In direct response to biopolitical attempts to control our sexual lives, struggles have been waged; these invoke the “‘right’ to life, to one’s body, to health, to happiness, to the satisfaction of needs”. Foucault was critical of the pernicious effects of such power: he criticized power’s subjection of individuals, along with the forms of subjectivity that subjection engenders. In particular, he was concerned that power relations today tend to produce submissive individuals who blindly obey authority figures. More generally, Foucault claims that Western history has known three types of struggle: struggles against ethnic, social and religious domination, struggles against “forms of exploitation that separate individuals from what they produce”, and struggles “against that which ties the individual to himself and subjects him to others in this way (struggles against subjection, against forms of subjectivity and submission)”. One type of struggle may appear in an isolated form during a particular historical period, but types may also be mixed. Even when mixed, however, one type often predominates, and today struggles against subjection predominate.

The primary goal of struggles against subjection is to enhance the individual’s autonomy. Foucault explicitly declared himself a champion of autonomy in the Kantian sense of self-legislation and self-determination. He also said that, to achieve autonomy, the asymmetrical relations between institutions (including the state) and individuals must be transformed. Calling the transformation of these relations “enlightenment”, Foucault argued that “what Aufklärung has to do, and is in the process of doing, is precisely to redistribute the relationships between government of self and government of others”. In his studies of resistance, Foucault detected a persistent question: “How not to be governed like that, by that, in the name of these principles, in view of such objectives and by means of such methods, not like that, not for that, not by them?” More to the point, Foucault aligned himself with those who ask this question when he said that a central question in his own work is how we can avoid being governed so much.
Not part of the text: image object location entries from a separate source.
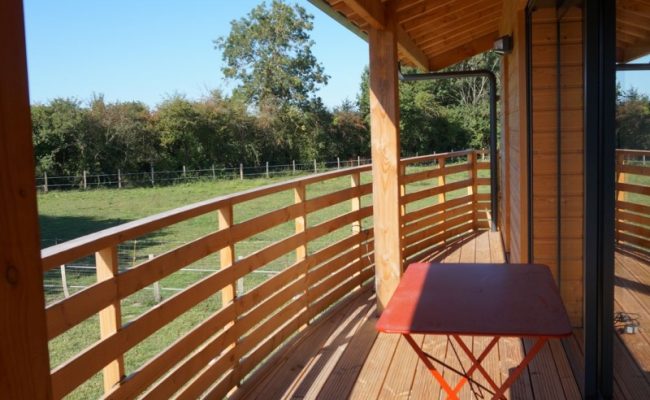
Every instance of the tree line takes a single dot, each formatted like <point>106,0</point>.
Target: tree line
<point>273,114</point>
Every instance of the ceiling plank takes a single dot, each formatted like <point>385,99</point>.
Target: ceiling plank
<point>411,50</point>
<point>372,11</point>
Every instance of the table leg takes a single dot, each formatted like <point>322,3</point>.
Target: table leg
<point>432,369</point>
<point>476,363</point>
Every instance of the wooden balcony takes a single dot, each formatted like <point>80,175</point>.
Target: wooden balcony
<point>308,330</point>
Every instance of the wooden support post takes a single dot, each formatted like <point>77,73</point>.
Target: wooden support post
<point>64,282</point>
<point>473,190</point>
<point>24,359</point>
<point>110,318</point>
<point>384,125</point>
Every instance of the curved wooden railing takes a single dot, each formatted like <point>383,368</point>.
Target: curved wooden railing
<point>633,199</point>
<point>442,201</point>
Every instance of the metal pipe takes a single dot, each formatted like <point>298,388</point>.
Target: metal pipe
<point>479,73</point>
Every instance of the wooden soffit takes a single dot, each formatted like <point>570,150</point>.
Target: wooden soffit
<point>632,29</point>
<point>432,34</point>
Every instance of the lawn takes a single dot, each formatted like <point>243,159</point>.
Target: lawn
<point>69,214</point>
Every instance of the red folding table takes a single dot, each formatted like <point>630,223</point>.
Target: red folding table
<point>496,300</point>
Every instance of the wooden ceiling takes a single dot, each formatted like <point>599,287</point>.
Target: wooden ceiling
<point>433,34</point>
<point>632,29</point>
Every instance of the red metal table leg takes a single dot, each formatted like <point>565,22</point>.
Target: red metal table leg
<point>432,369</point>
<point>476,363</point>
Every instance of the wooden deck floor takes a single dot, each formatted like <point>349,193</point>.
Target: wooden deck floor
<point>344,357</point>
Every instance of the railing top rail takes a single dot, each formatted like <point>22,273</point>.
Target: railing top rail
<point>431,157</point>
<point>65,252</point>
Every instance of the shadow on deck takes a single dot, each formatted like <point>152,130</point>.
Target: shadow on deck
<point>344,357</point>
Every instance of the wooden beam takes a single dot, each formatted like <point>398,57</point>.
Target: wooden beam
<point>384,127</point>
<point>469,49</point>
<point>24,361</point>
<point>374,13</point>
<point>411,51</point>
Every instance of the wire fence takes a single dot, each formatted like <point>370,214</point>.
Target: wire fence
<point>120,179</point>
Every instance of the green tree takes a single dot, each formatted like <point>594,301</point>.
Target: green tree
<point>269,53</point>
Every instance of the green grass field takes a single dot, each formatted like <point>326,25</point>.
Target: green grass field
<point>70,214</point>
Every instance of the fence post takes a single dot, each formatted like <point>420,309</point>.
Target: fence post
<point>227,258</point>
<point>110,318</point>
<point>156,287</point>
<point>64,282</point>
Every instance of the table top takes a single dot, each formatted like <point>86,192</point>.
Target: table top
<point>519,300</point>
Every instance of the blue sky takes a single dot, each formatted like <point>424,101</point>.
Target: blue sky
<point>147,50</point>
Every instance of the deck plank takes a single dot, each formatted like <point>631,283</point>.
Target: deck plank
<point>399,379</point>
<point>424,384</point>
<point>345,374</point>
<point>372,375</point>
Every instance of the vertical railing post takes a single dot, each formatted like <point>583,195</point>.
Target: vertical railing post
<point>300,224</point>
<point>227,258</point>
<point>355,205</point>
<point>110,318</point>
<point>402,210</point>
<point>621,177</point>
<point>473,189</point>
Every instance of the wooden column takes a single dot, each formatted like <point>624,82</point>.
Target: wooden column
<point>384,126</point>
<point>110,318</point>
<point>24,361</point>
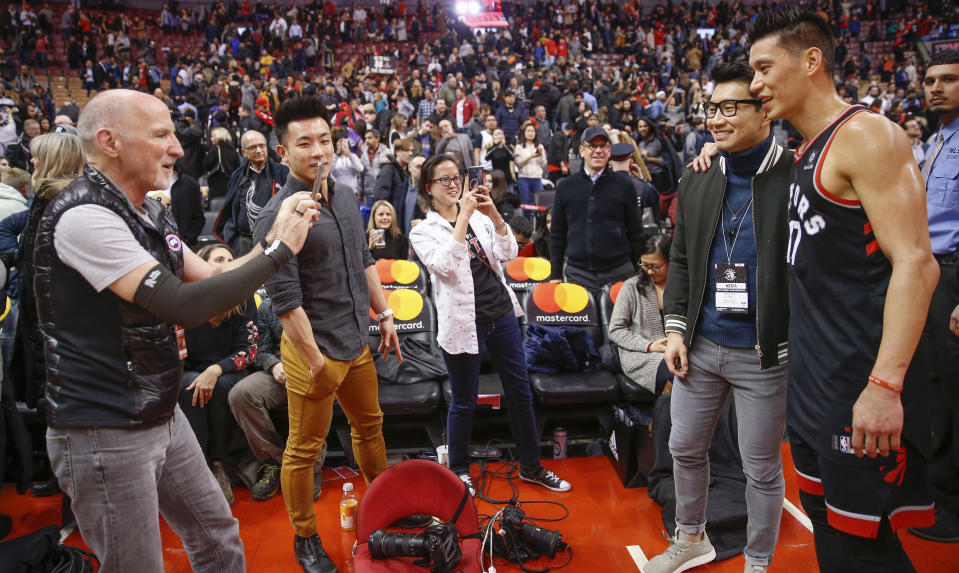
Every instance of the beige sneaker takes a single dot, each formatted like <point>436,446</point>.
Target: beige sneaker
<point>682,555</point>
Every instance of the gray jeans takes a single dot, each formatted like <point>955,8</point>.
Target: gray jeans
<point>251,401</point>
<point>120,479</point>
<point>698,400</point>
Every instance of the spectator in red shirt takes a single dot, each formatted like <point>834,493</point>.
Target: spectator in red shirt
<point>463,108</point>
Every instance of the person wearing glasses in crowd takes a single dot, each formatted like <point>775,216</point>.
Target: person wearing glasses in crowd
<point>726,323</point>
<point>597,229</point>
<point>463,242</point>
<point>251,186</point>
<point>636,324</point>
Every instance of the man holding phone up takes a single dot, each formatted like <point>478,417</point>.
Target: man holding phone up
<point>323,298</point>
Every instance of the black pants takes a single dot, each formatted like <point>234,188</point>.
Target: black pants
<point>942,346</point>
<point>214,423</point>
<point>839,552</point>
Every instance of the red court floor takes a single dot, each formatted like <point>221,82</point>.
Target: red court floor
<point>610,528</point>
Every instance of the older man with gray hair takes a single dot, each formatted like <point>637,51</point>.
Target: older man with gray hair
<point>119,445</point>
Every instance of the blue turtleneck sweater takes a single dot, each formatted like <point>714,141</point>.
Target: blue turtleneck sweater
<point>728,329</point>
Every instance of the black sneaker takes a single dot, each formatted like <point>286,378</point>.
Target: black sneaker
<point>269,483</point>
<point>311,556</point>
<point>468,480</point>
<point>945,530</point>
<point>545,478</point>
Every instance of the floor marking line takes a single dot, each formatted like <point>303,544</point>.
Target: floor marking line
<point>636,552</point>
<point>797,513</point>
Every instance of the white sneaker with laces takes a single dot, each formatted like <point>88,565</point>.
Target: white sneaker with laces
<point>545,478</point>
<point>682,555</point>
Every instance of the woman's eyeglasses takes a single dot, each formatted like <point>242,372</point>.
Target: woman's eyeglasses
<point>449,181</point>
<point>652,268</point>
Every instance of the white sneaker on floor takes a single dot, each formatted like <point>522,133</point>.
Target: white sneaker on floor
<point>682,555</point>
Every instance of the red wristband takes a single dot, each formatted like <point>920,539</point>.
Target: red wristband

What forms do power relations take in order to foster submissiveness? To answer this question, one needs to take a closer look at Foucault’s genealogy of modern power relations. For Foucault traced the two types of power on which his work is primarily focused – disciplinary power and biopower – back to a form of power which he named “pastoral power”. In lectures and essays, Foucault argued that power relations in the modern age are rooted in practices and techniques that were developed by the early Christian Church in its concerted attempts to govern the souls of individuals. (Parenthetically, Foucault also sought to demonstrate that the development of capitalism itself owed a great deal to pastoral practices.)
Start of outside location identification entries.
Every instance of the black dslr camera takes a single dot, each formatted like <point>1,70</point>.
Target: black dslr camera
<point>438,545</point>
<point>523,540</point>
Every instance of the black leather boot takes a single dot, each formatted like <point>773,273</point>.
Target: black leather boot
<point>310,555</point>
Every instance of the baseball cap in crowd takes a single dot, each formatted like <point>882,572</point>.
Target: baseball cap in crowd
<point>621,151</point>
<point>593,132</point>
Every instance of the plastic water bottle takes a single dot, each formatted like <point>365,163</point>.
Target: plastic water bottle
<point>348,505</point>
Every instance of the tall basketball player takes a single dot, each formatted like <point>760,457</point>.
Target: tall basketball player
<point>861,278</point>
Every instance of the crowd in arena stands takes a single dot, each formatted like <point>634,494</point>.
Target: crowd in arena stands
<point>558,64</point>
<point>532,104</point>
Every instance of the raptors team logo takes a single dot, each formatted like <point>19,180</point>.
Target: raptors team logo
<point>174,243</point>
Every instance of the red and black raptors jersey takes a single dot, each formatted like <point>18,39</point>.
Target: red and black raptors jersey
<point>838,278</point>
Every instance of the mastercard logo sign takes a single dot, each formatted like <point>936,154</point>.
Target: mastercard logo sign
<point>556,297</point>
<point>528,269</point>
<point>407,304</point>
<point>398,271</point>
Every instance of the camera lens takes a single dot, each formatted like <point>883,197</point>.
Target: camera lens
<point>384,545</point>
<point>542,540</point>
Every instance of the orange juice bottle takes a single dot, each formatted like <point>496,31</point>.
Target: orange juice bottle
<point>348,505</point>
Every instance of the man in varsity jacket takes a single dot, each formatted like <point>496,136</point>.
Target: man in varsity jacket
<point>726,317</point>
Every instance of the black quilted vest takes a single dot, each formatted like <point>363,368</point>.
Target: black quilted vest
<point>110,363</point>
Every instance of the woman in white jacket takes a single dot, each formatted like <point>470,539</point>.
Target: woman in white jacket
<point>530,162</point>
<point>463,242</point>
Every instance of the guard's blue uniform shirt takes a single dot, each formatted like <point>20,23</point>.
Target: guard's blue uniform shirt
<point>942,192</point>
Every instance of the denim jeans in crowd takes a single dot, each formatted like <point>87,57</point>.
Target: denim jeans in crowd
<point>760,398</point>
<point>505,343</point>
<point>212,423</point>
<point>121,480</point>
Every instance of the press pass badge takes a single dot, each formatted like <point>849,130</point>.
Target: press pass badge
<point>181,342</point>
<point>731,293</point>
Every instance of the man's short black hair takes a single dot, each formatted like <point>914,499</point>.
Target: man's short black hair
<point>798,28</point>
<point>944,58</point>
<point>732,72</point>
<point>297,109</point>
In a process that was “absolutely unique in history”, Foucault wrote, a religious community constituted itself as a church. From its inception, the Christian Church was an institution that aimed “to govern men in their daily life on the grounds of leading them to eternal life”. Yet, apart from governing individuals, the Church sought to govern on a grander scale: not simply “on the scale of a definite group … but of the whole of humanity”. Omnes et singulatim: the Church attempted to govern both the conduct of the Christian flock as a whole and the conduct of each individual sheep. To fulfil this task of governing all and each, the Church borrowed a number of practices (including self-examination and ascetic practices) that originated in ancient Greece and Rome. Although these practices were designed to foster the autonomy of individuals, the Church transformed them as it delegated the power to govern conduct to priests.